Events in recent months have certainly been as surprising as they are significant. Since the last time finance ministers met, voters in the UK have elected to leave the EU; a decision with enormous economic and geostrategic implications for both the UK and EU in coming decades, and broad implications for the way advanced economies are managing the flows of globalisation. IMF chief economist Maurice Obstfeld has said that Brexit threw a 'spanner in the works' of their world economic forecasts. It is sure to be a prominent topic of discussion over the weekend.

And something that has not even been included in the IMF's analysis is the recent activity in Turkey, a member of the G20’s three-member governing troika (involving each of the past, present and future hosts), which is managing the fallout of an attempted coup. This event will likely have profound ongoing political ramifications in an already uncertain part of the world.

These add to a long list of prominent challenges facing those around the G20 table. To name just a few, there are the risks associated with China's ongoing economic transition, the spillover effects of potential changes in monetary policy settings, elections in the US, an upcoming constitutional referendum in Italy, and the ongoing refugee crisis in Europe.

And while policymakers continually state their willingness to use all tools at their disposal (monetary, fiscal and structural), doubts remain over how constrained these tools are in a world of disaffected voters, heightened sovereign debt levels and already-accommodative monetary policy settings.

Against this backdrop, the IMF is urging a familiar prescription: political leadership from finance ministers and central bank governors.  We were in a similar situation earlier this year, and the significant global financial market volatility at the start of 2016 and the panama papers scandal in April were not enough to jolt the G20 from its malaise. There are reasons to be cautious about seeing the necessary political leadership this weekend.

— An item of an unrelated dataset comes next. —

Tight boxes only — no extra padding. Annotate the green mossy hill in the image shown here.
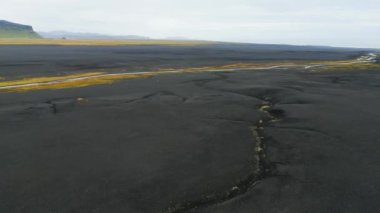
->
[0,20,41,38]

In classic style, China, as G20 host, is likely to push a technical, bureaucratic, long-term agenda. China’s presidency has long promised a vast array of blueprints, action plans, guiding principles, indices, strategies and cooperation initiatives. Such action has been a hallmark of recent agreements by Energy Ministers and Trade Ministers.

As I pointed out in the latest G20 Monitor, the two most recent meetings of finance ministers and central bank governors have shown encouraging signs of incremental progress in areas as broad as financial safety nets, climate finance, international tax, tax transparency, and financial regulation and investment. This meeting will need to be seen as deliver on the platform established at these meetings, and contribute to the ten major results that Chinese Foreign Minister Wang Yi foreshadowed would be delivered to leaders in Hangzhou.

The contributions are undoubtedly positive. However, a technical agenda of positive incremental change is not enough to convince commentators like former UK Prime Minister Gordon Brown of the G20's relevance. As Mohamed El-Erian noted, strange things happen when advanced economies persist in low, non-inclusive growth. And 2016 is just over half way through; there is plenty of time for it to get more interesting.

So we can only hope that 'this meeting is different' and ministers and governors heed the calls to demonstrate political leadership. There needs to be a much clearer sense on how the G20 is managing risks and getting out of the low, non-inclusive growth path. Martin Wolf has suggested several areas of action, which includes reforming capitalism, greater demand support, prosecuting an enhanced tax agenda, and fighting the quacks. These are all sensible areas for the G20 to be involved in.

On a more basic level, if the finance ministers and central bank governors of the economies with the most stake in the current liberal economic order won’t make the political case for preserving it, then who will?